By Mingrong & AI Pal
June 4, 2025
Edited on November 30 2025
Summary: This article addresses AI Data Starvation, proposing a passenger/driver dual-mode structure for Robotaxis to efficiently solve the "last-mile" data gap. It also highlights widespread market opportunities in data collection and automation across sectors, translating into a positive, long-term investment forecast for related computational hardware.
1. Data Starvation
The Reality of Data Starvation Klarna’s decision earlier this year to rehire human agents, after attempting to fully replace them with AI, made headlines. It wasn’t a triumph for automation, but a reality check. Many were puzzled: If AI can write code, pass bar exams, and assist scientists, why is "simple" customer service its stumbling block?
The culprit is likely "Data Starvation." There is a fundamental mismatch between the data AI consumes during training and the messy, emotional reality of human service. AI learns what it sees, and unfortunately, it hasn't seen enough real-world customer service.
LLMs like ChatGPT are trained on books, academic papers, and the open web—material that is structured, logical, and public. This makes AI an excellent assistant for scientists or programmers. However, customer service is different. It is fragmented, emotional, and highly private. Regulations like GDPR lock away these sensitive interactions, leaving AI with a blind spot. We cannot expect AI to perform magic in customer service when it is starved of the nuanced examples it needs to learn empathy and conflict resolution.
2. The "Taxi Scenario" Gap
This phenomenon of data starvation extends to the streets. While Waymo relies on pre-mapped 3D cities, Tesla’s FSD has devoured billions of miles of driving data from private owners. However, a gap remains between "driving" and "taxi service."
Private owners typically drive point-to-point (home to work). They don't generate the specific data needed for a taxi business—such as navigating hotel pick-up zones, managing curb-side luggage loading, or identifying the exact safe spot at a chaotic airport terminal. While companies currently use remote human supervision to handle these edge cases, scaling real-time human intervention is costly.

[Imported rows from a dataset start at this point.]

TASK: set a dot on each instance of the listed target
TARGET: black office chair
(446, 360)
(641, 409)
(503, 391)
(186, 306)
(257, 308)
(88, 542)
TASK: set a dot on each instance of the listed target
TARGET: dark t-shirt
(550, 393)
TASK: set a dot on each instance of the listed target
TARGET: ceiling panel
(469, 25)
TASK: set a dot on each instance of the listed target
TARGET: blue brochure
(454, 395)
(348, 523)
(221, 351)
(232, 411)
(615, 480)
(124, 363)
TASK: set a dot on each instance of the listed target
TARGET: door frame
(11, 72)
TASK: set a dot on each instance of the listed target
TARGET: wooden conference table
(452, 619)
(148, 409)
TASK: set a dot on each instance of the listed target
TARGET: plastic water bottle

To close this gap efficiently, we may need a hybrid approach: granting approved Auto-Taxi passengers the option to take the wheel. This would require adjusting insurance policies to cover the dual identity of the driver/passenger, alongside providing incentives or ride credits. This structure encourages passengers to navigate the complex "last mile." Many enthusiasts still enjoy the tactile experience of driving, and their intervention provides critical, high-quality data on commercial driving behaviors that private car data simply cannot offer.
3. More Data, More Chips
Klarna’s struggle wasn't because the AI wasn't smart; it was because the AI was starved of context. The same applies to autonomous driving. Whether the data comes from remote human supervisors or passengers taking the wheel, the volume of new, complex data needed to solve these "edge cases" is massive.
This data challenge extends to virtually every sector not yet fully automated. For instance, the costly and highly skilled manual grading and sorting of high-value crops like ginseng is pushing farm owners to seek automation. This requires AI to be trained on millions of high-resolution images to accurately classify complex root structures, a task currently reliant on human labour.

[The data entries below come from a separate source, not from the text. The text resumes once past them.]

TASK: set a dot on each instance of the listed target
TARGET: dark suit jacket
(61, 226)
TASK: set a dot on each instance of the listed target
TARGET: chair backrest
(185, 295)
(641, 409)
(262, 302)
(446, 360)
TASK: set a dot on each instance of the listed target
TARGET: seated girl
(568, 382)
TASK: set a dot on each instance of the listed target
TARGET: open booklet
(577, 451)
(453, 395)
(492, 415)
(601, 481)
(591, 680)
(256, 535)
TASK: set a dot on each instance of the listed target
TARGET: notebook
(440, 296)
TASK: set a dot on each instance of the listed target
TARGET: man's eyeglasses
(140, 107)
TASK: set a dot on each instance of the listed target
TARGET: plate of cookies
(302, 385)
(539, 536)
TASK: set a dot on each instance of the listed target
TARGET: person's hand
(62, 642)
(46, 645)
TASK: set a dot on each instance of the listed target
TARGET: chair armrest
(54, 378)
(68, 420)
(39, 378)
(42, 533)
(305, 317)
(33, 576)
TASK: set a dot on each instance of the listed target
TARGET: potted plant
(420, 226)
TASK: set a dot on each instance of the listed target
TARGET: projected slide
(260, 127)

The logic for the industry is clear: Automation success depends on assembling the right training data first. For investors, this highlights a critical downstream opportunity. Closing these data gaps doesn't mean less technology; it means more. Collecting, storing, and training on this new wave of real-world interaction data—from customer service chats to driving footage and agricultural imagery—will require massive computational power, signaling a continued, long-term surge in demand for high-performance chips and data storage.